Colin Firth gives a tremendous and heart-wrenching performance similar to that of A Single Man: calm and composed, but trembling with an undercurrent of emotional torment. The film seems romantic at first. Firth and Kidman enjoy a meet cute on a train where Lomax, knowing the British rail routes back to front, has beaten his own delayed train by switching connections, onto Patti’s train. Their budding romance is heart-warmingly mapped over beautiful wide shots such as Eric’s broken umbrella tumbling away across the beach as they wrap up in a kiss. Sadly, all turns rather bleak from then on. Teplitzky masters a mostly seamless switching from the gloomy Veteran’s society bar room where Finley retells Lomax’s ordeal, to being plunged into the horrendous atmosphere of the Burma railway. This careful staging is one of the film’s key merits. Moreover, the acting is stellar. Academy award-winning Colin Firth and Nicole Kidman live up to high expectations, but Jeremy Irvine steals the lime light in his authentic and touching portrayal of an ultimate anti-hero – an awkward, train-obsessed geek.

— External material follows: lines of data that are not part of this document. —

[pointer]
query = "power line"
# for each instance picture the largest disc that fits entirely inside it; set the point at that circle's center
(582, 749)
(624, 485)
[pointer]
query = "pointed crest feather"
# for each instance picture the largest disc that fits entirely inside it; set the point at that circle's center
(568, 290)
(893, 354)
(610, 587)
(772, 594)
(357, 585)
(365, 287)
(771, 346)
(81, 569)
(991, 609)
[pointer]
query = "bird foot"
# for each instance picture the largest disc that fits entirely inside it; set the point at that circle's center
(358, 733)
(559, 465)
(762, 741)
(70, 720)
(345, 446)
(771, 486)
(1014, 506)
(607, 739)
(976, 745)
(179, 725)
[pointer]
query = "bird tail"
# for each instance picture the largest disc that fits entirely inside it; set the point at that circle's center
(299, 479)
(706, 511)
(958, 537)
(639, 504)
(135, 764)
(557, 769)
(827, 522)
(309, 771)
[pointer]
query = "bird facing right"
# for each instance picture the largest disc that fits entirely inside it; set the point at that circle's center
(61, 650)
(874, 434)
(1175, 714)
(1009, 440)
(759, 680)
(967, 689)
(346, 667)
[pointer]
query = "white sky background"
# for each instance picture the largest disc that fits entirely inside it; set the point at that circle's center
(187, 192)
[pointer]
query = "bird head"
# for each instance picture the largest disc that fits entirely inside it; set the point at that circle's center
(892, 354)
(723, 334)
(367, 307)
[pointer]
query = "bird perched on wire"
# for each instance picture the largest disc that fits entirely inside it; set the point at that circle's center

What had the audience gripped to their seats in a blend of repulsion and fascination, were the torture scenes. You desperately don’t want to watch, but simultaneously can’t peel your eyes away. I was shocked to read that Irvine made the astonishing decision not to fake scenes such as the unforgettable water-boarding episode; “I was clutching at anything for a little glimpse of what Eric had been through.” The young War Horse actor claimed this scene was vital for the role: “We see where Eric ends up – but we need to see why he becomes the way he is. We’d decided not to show a lot of torture, but this was one thing we were going to show…but to do this by halves would have been insulting”. I’m not sure how I feel about his claim that they didn’t show a lot of torture. Images of beating certainly appeared to be never-ending. Perhaps it was the overall depiction of mistreatment and abuse that was over-riding, rather than individual scenes.

The main criticism of the film is that the oscillation of perspective between both Erics, Finley and Patti, albeit clever, makes it difficult to connect with one character. I was gripped with shock throughout, but it wasn’t until Eric and Takashi Nagase were reunited that I felt emotionally gripped. The decision to tear the audience’s sympathy between characters therefore seemingly puts them at an emotional distance. Also, it was clear the reconciliation and forgiveness between Lomax and Nagase was kept deliberately brief – the film wrapped up with real photos of the men and text across the screen describing their long-lasting friendship. However, this was possibly just a bit too brief. You don’t leave the cinema feeling whole-heartedly cathartic, which when such astounding forgiveness has taken place, one should really.

As an easy weeper in mushy, tear-jerker films that push your emotional buttons, set to swelling, emotive music, my judgement often of a truly good film is if it has shocked me so much that I don’t cry. Films in that category include The Shawshank Redemption, and I was surprised to find that The Railway Man elicited a very similar reaction. Myself and my group of friends walked out of the cinema not really knowing what to do with ourselves; our petty problems very much put into perspective. The fact that the film was based on a true story truly hammers it home. I’ll be thinking about Eric Lomax for days.